那种安静不是普通的安静,是所有人的声带都被掐住了的沉寂。
阳光从没了门的门框里照进来,把跪了一地的死士照得清清楚楚。
他们的脸贴着青石板,手边全是碎裂的刀片,身体在不可控制地发抖。
不是装的,是真怕。
大长老司徒鹤年愣在太师椅前面,手还保持着刚才挥手下令的姿势,但已经僵住了。
他看到了什么?
他是宗师中期。
虽然经脉有问题,不敢全力输出,但宗师的眼力还在。
刚才秦风那一波真元外放,他看得真真切切。
那不是全力一击。
甚至不是三成力。
那小子就跟开了个水龙头一样,随便放了点水出来,就把四十个内劲修为的死士全部压跪了。

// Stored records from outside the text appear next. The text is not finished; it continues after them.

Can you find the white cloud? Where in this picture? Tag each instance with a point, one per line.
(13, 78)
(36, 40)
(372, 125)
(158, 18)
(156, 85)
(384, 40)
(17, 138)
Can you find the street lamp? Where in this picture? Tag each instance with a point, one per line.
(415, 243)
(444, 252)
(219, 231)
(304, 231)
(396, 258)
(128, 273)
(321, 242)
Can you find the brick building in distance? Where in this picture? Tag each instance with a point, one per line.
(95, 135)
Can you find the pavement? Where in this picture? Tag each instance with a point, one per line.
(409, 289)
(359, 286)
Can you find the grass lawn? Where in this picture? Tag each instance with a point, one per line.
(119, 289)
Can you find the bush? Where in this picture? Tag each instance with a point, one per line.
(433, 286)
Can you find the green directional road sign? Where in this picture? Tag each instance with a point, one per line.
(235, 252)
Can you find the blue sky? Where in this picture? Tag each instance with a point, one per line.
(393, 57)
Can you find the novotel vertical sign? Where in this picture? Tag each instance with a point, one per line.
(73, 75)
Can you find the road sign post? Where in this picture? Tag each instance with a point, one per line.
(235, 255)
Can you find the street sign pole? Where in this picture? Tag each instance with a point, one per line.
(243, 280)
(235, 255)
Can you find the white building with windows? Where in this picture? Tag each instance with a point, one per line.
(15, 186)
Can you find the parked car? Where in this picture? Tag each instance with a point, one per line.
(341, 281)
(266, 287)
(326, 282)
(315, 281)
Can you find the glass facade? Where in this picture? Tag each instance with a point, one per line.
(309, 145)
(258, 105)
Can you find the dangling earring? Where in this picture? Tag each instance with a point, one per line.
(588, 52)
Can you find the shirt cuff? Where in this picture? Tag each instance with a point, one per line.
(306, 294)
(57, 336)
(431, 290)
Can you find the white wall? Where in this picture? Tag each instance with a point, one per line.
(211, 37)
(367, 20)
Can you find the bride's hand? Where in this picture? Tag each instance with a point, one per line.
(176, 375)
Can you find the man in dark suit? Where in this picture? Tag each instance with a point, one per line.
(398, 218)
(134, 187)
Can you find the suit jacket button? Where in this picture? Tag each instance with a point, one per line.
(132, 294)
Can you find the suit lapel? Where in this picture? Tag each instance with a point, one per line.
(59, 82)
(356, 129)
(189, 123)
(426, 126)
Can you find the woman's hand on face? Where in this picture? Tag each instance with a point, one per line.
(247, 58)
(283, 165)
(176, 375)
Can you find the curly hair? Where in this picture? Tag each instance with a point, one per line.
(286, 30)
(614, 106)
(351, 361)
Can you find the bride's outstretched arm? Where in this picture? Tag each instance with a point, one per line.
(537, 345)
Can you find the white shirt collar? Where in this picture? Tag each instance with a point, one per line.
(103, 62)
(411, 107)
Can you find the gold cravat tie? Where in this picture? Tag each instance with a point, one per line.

这种精准到毫厘的真元控制力,这种碾压一切的纯阳品质……
司徒鹤年的手攥紧了椅子扶手,指骨发出轻微的咯吱声。
他看不透。
完全看不透秦风的实力边界在哪里。
如果刚才那真的只是“稍微放了点气”,那他全力出手会是什么样子?
这是宗师初期?
宗师初期做不到这种程度的罡气外放。
中期?
他自己就是宗师中期,他很清楚自己全力输出的罡气能波及多大范围。
绝对做不到这种事。
那就是……
司徒鹤年不敢往下想了。
二长老陈道明拄着拐杖,整个人僵在椅子上,握着拐杖的手在发颤,指甲嵌进了拐杖的木头里。
他下半身没有知觉,但上半身感受到了那股真元威压的余波。
那种灼热感让他想起了年轻时被人用内力烫伤的经历。
不一样。
比那次烫了十倍不止。
他的脑子里只有一个念头:完了,这小子的实力比情报上说的强太多了。
四长老和五长老从椅子上站了起来,两个人下意识地对视了一眼,都从对方眼里看到了恐惧。
六长老捂着被木块砸中的肩膀,嘴唇发白,缩在椅子里一句话都不敢说。
只有三长老姜云淮趴在地上,刚才碎木飞溅的时候他就缩到了地面上。